Craig sorriu suavemente, acreditando que Tânia não mentia, e disse: "Joel já sabe da existência sua e de Kevin. A culpa é minha. Sinto muito por não poder dar a vocês um status. E sinto ainda mais por Michelle, por ter traído o amor dela. Peço perdão a ela. E sinto muito por Joel, por ter traído a confiança dele. Então, você precisa aceitar esse cheque. Porque não posso dar mais nada a Kevin. Decidi deixar todos os meus bens para Joel e Michelle, para compensar minha traição."
Ao ouvir isso, Tânia quase se levantou para xingar Craig. Será que, para ele, só existiam Michelle e Joel? Internamente, se arrependeu de ter sido tão enfática antes. Tânia tinha usado o amor como isca para fazer Craig ceder, sem precisar de um centavo dele, esperando segurar firmemente o coração de Craig. Quando Michelle morresse, acreditava que Craig viria para ela. Mas tinha sido tão categórica que agora não havia margem para manobra. Era como atirar no próprio pé.
Tânia rangeu os dentes, reprimindo a raiva, e disse: "Faça o que quiser. Só preciso que você esteja ao meu lado."
Craig ficou muito emocionado. Receber o amor altruísta de Tânia amoleceu seu coração. Acariciou o rosto de Tânia, que não era muito bonito, mas agradável, e disse: "Você não se sente injustiçada?"
Tânia, vendo Craig amolecer, quis aumentar a pressão. Talvez Craig mudasse de ideia. Beijou os lábios de Craig e disse: "Estar com você não é nenhuma injustiça."
Craig sentiu um calor no coração. Embora a culpa aumentasse, ainda acreditou nas palavras de Tânia e ficou ainda mais decidido a dar todos os bens a Joel, para se redimir com Michelle e Joel.
"Tânia, você é maravilhosa." Craig disse sinceramente. Se antes sentia necessidade física por Tânia, agora tinha que admitir que a ofensiva gentil de Tânia já ocupava um lugar em seu coração.
Tânia se deitou no peito de Craig e perguntou: "Joel sabe de nós. E Michelle, sabe?"
Craig disse: "Michelle está se recuperando bem. Não quero que ela se abale, então não vou contar. Quando ela melhorar, vou me confessar e pedir perdão."
Tânia esboçou um sorriso sarcástico nos lábios, mas disse com a voz mais doce: "Você pensou bem. Não podemos deixar Michelle irritada por nossa causa. Espero que Michelle se recupere logo, para que minha culpa diminua." Embora dissesse isso, pensava: "Melhor morrer. Depois que morrer, tudo que é de Michelle será meu um dia."
"Sim, que Deus ouça nossas orações." Craig disse suavemente, levando Tânia para a cama.
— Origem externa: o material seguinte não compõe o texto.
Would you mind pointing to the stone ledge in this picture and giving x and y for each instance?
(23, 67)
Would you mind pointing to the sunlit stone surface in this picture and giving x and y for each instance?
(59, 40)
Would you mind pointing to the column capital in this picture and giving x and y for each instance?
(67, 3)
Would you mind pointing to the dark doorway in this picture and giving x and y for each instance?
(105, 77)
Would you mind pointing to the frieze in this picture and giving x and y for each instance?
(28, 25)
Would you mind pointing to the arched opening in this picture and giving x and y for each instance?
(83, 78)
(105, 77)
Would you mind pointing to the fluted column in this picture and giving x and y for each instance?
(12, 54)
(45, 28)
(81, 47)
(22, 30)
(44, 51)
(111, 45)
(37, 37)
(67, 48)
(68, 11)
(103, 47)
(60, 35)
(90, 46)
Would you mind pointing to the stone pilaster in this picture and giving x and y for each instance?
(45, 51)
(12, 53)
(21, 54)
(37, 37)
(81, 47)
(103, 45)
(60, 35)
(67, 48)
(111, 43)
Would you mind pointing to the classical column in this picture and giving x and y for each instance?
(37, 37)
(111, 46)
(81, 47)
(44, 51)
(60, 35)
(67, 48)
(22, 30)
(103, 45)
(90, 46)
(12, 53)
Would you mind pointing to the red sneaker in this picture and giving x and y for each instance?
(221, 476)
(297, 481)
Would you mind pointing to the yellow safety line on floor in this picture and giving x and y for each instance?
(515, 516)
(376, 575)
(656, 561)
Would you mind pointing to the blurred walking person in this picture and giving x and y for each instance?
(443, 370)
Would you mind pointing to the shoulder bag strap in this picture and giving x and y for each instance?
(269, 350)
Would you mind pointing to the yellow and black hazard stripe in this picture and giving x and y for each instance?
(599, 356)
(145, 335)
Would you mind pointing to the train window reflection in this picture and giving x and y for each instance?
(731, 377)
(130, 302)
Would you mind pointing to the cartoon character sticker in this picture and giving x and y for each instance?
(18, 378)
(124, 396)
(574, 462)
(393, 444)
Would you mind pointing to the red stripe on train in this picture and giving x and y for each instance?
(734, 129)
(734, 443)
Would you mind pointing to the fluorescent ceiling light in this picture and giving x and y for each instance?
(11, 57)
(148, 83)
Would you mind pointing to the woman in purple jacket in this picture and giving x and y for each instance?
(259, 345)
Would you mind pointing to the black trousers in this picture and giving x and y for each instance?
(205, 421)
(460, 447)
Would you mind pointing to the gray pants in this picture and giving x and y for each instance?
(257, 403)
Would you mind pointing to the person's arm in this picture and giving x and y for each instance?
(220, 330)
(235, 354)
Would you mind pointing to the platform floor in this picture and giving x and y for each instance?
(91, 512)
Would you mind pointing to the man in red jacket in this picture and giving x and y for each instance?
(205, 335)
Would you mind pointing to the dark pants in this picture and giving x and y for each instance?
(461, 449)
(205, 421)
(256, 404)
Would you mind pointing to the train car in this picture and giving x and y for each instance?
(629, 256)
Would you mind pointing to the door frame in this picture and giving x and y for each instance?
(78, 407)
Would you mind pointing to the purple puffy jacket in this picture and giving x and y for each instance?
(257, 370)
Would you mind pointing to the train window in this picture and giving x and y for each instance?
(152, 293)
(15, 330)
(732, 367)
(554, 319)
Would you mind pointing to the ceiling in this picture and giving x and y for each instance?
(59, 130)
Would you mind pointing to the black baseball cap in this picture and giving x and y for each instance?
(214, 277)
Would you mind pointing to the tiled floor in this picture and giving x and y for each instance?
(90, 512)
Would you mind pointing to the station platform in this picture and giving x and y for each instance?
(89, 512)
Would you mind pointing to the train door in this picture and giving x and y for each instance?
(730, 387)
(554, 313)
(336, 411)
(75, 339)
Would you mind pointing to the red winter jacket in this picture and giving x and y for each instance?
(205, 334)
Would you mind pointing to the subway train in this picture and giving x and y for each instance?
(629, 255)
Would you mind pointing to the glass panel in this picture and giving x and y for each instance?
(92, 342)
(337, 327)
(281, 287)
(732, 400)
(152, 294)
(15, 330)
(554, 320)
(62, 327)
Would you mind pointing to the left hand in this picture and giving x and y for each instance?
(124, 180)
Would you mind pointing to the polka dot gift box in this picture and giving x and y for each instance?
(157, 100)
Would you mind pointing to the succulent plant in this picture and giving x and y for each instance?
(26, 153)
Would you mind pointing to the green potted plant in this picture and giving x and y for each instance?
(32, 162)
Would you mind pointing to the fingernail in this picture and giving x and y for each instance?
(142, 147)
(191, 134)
Logo, ouviram-se gemidos e gritos apaixonados e frenéticos.
Joel ouviu o relato de seu subordinado de que seu pai, Craig, tinha ido para a amante Tânia. Ficou tão furioso que seus dedos ficaram roxos, quase incapaz de segurar o copo. A dor era imensa. O arrependimento do pai ainda estava fresco em sua memória, e agora ele se jogava nos braços de Tânia. O que valia aquele arrependimento aparentemente sincero?
"Ben, a empregada confessou?" Joel perguntou, sentado na cadeira, de olhos fechados, descansando.
O assistente de Joel, Ben, crescera com ele, três anos mais velho. Joel confiava cem por cento nele, por isso algumas coisas eram tratadas por Ben.